Foundation for the ΔSCF Approach in Density Functional Theory

We extend ground-state density-functional theory to excited states and provide the theoretical formulation for the widely used Δ SCF method for calculating excited-state energies and densities. As the electron density alone is insufficient to characterize excited states, we formulate excited-state theory using the defining variables of a noninteracting reference system, namely (1) the excitation quantum number n_s and the potential w_s(𝐫) (excited-state potential-functional theory, nPFT), (2) the noninteracting wavefunction Φ (Φ-functional theory, ΦFT), or (3) the noninteracting one-electron reduced density matrix γ_s(𝐫,𝐫') (density-matrix-functional theory, γ_sFT). We show the equivalence of these three sets of variables and their corresponding energy functionals.
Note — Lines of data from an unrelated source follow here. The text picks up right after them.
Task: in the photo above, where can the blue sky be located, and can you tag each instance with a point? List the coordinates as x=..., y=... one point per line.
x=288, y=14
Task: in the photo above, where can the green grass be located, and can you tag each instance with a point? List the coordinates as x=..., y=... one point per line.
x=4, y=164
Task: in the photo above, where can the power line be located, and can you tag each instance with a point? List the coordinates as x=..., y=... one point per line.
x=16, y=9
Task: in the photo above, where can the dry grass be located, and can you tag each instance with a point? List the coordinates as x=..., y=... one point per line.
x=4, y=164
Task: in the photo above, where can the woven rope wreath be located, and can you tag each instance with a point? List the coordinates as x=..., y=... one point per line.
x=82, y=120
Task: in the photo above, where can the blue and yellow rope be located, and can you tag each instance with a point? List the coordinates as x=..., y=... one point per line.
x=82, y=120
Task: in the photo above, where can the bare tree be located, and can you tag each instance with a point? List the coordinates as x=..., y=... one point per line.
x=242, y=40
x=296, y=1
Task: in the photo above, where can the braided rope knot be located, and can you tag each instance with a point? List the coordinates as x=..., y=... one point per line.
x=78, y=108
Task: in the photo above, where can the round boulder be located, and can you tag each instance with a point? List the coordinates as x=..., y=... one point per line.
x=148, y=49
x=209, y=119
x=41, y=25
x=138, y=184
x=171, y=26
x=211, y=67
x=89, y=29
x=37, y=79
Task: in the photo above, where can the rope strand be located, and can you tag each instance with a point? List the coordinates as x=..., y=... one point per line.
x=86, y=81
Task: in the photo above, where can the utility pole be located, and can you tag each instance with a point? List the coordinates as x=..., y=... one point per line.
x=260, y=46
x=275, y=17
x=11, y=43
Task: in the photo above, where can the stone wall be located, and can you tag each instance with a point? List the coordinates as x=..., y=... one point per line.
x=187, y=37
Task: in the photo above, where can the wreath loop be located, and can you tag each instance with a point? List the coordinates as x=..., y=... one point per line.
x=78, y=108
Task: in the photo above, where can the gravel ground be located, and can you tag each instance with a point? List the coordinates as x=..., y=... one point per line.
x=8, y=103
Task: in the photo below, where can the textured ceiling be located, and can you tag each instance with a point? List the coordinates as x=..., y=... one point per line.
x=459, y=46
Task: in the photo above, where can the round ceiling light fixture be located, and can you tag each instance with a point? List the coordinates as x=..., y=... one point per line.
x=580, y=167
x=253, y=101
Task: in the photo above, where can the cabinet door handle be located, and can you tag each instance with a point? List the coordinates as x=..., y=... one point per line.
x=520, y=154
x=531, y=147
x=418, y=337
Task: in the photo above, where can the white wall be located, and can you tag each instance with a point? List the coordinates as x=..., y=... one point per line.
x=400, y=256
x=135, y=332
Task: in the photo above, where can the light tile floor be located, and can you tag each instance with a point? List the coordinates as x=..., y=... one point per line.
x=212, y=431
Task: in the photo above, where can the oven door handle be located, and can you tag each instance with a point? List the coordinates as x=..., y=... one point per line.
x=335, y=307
Importantly, the ground and excited-state exchange-correlation energy use the same universal functional, regardless of whether (n_s,w_s(r)), Φ, or γ_s(𝐫,𝐫') is selected as the fundamental descriptor of the system. We derive the excited-state (generalized) Kohn-Sham equations. The minimum of all three functionals is the ground-state energy and, for ground states, they are all equivalent to the Hohenberg-Kohn-Sham method. The other stationary points of the functionals provide the excited-state energies and electron densities, establishing the foundation for the Δ SCF method.